Only raving lunatics think the old albums are better. Cripes I have no intereste in even unboxing that SME turntable from the 80's with it's $1000.00 309 tonearm. Properly mastered CD's on a $99.00 CD player kick the CRAP out of albums except for the very first play.
The problem is there has not been a properly mastered CD released for nearly a decade so most of you dont have a clue as to what a good one sounds like.
Re:"Suddenly"? (Score:3, Insightful)
Re:Oy vey (Score:5, Insightful)
Re:Oy vey (Score:3, Insightful)
Re:"Suddenly"? (Score:3, Insightful)
I still do that for my CDs and DVDs - rip 'em and put the originals away. Mostly for convenience - I like being able to access my media from anywhere in the house, but discs are just as easy to damage as LPs were, not to mention those crappy jewel cases!
Another thing people sometimes don't consider until it's too late: buy some of those plastic storage containers and store your CDs, DVDs, LPs, photos, love letters and other irreplaceable objects in them. People will often keep their most precious items in cardboard boxes in the basement. If you have a flood, guess where the water goes? Fires as well - they use a lot of water putting those things out, and smoke causes a great deal of damage too. Of course, if you house burns completely to the ground this isn't going to help, but the majority of "losses" in these instances are not total. Just that something is so badly water damaged, or stinks so badly from smoke, that it can no longer be enjoyed.
Just a word of advise from someone who has seen a lot of people lose things that may have had little monetary value, but were irreplaceable to them.
Re:Oy vey (Score:2, Insightful)
And I'm sick of consumers thinking they are qualified to do A/B comparisons of audio formats. As a musician, I can tell you that they all pretty much suck. I compensate, tweak, & adjust endlessly to get the final digital master to sound the way I want. It's not perfect, but digital recording was a godsend compared to the analog equipment available in the same price range. There is simply no comparison.
So, when the time comes to pick a distribution format, I'm painfully aware of the shortcomings, after hearing the source hundreds or even thousands of times. I don't care about unquantifiable metrics like "warmth", "nuance", or "presence". I've already taken care of that in my recording. I want to be able to switch between the master and the copy and not be able to detect any difference on the multiple playback systems I test. Beyond that, I only care about following a mastering standard that lets the consumer listen to an assortment of music without constantly adjusting the volume control.
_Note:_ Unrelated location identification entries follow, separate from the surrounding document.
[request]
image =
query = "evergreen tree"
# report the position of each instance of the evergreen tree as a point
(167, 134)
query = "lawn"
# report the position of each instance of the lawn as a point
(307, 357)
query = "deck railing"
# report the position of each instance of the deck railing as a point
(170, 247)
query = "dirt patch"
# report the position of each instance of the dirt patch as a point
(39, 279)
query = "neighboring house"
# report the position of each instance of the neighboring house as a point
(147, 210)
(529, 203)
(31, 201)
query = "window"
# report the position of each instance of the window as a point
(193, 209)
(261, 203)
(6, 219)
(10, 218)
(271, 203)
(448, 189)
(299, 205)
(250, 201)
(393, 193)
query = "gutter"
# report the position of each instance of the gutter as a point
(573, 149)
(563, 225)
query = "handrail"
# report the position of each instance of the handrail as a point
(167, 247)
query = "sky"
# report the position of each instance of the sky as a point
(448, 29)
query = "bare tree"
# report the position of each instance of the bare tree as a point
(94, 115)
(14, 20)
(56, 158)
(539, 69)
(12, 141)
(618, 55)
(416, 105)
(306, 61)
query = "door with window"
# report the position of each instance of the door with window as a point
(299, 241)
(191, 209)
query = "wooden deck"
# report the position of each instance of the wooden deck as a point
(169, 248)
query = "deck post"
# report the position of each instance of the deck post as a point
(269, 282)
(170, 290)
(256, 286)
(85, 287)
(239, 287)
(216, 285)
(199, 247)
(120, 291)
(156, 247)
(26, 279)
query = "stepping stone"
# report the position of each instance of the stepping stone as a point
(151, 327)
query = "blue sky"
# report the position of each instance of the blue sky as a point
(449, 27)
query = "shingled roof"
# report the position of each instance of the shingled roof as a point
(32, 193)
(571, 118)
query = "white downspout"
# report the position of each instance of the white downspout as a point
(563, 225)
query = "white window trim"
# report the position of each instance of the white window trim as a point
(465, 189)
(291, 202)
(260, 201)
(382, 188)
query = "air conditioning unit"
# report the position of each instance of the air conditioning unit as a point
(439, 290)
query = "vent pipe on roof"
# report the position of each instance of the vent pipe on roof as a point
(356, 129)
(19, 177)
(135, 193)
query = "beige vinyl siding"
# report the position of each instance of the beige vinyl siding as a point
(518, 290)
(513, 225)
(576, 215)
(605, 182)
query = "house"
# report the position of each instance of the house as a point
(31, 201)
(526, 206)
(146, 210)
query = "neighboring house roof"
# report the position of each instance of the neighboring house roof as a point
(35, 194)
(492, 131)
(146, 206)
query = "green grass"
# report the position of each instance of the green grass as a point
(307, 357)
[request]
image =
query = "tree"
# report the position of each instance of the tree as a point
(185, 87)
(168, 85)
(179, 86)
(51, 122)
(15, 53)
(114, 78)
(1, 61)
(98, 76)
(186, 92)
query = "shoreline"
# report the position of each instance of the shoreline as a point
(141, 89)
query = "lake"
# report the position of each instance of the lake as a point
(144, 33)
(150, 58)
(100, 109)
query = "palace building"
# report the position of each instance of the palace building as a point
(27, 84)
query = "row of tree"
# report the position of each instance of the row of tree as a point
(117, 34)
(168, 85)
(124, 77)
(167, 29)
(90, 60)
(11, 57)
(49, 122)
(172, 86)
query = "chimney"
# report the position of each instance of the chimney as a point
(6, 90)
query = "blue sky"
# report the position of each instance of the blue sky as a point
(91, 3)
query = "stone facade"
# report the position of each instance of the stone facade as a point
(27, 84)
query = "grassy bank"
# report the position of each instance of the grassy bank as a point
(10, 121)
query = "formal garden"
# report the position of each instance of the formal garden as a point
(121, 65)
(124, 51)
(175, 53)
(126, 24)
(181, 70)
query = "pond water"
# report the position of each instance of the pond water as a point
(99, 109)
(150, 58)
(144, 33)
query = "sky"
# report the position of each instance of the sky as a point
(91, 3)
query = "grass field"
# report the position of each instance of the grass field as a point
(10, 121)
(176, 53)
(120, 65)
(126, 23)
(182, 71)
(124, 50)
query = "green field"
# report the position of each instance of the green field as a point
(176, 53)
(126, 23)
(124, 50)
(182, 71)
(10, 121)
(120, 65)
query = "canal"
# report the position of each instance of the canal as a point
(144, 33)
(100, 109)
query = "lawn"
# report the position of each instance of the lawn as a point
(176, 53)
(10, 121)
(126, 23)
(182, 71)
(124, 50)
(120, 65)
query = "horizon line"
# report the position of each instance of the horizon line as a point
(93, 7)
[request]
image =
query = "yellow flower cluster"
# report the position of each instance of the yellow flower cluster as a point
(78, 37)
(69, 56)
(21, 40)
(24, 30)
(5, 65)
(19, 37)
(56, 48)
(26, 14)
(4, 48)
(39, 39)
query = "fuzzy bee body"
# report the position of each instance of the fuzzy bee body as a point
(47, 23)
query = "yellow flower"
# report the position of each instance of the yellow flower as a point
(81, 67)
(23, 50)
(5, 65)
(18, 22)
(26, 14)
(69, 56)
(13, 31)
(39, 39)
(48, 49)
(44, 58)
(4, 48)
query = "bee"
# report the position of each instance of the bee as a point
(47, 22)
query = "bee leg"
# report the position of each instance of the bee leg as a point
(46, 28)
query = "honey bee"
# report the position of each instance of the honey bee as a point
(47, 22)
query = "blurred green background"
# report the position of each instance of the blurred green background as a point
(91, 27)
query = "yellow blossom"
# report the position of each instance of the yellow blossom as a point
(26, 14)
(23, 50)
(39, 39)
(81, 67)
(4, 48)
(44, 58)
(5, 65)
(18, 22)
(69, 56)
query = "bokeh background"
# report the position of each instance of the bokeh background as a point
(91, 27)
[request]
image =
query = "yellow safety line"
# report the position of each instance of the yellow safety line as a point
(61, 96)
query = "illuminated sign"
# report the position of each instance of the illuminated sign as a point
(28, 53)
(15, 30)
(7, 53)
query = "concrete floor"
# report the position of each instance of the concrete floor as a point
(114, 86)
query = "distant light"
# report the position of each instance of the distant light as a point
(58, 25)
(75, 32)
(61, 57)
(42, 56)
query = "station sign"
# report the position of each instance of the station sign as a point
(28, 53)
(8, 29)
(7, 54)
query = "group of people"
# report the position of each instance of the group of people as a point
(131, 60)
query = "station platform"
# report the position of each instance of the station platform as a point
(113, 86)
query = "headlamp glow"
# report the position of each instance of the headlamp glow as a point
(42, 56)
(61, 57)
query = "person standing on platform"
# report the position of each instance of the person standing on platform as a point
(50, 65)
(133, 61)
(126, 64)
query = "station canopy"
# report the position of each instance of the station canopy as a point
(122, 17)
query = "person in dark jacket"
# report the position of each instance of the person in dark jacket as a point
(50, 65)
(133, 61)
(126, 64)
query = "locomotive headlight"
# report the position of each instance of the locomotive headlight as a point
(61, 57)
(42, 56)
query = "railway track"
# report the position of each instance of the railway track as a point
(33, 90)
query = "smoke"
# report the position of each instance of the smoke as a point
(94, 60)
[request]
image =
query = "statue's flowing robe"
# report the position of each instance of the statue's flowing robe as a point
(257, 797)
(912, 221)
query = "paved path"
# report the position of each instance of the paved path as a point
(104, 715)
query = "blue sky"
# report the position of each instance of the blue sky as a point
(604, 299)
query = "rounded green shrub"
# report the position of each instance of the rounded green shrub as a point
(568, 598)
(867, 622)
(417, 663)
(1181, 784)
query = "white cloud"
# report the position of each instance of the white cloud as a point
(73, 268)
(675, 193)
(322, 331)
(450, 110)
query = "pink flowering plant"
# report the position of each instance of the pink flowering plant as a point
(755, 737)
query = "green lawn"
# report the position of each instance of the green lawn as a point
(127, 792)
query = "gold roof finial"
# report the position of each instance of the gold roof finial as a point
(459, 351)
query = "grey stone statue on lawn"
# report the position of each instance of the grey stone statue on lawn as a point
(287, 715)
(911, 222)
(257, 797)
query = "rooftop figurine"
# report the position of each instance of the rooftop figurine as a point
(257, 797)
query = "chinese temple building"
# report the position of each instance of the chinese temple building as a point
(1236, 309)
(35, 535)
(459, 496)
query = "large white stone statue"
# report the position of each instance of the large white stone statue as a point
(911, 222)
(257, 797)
It's time for the Crappy Format A vs. Crappy Format B wars to end. It's hard to justify any data compression or audio degredation in light of today's available storage and bandwidth. As a consumer, I just realized I could rip all of my CD's onto a new hard drive in a lossless format at a trivial cost, with room to spare. Who knows? Then I might actually care about what sound card, D/A converter, amplifier, and speakers I use in my home entertainment system.
Re:Oy vey (Score:3, Insightful)
it's actually called even harmonic distortion (as opposed to odd harmonic distortion, which tends to sound "harsh")
regardless, it's distortion, which is to say that it is not the most accurate reproduction of the original as possible. and, what us engineers strive for at every stage of the game, is 100% accurate reproduction. high fidelity, to coin a phrase. while some even harmonic distortion can be aesthetically desirable, and is often added during mastering or applied judiciously and sparingly to individual tracks during mixing, we want absolute control of where and when in the recording process it's added. which is why many of us prefer operating in the digital domain, where it can be controlled, as opposed to the analog domain, where it cannot.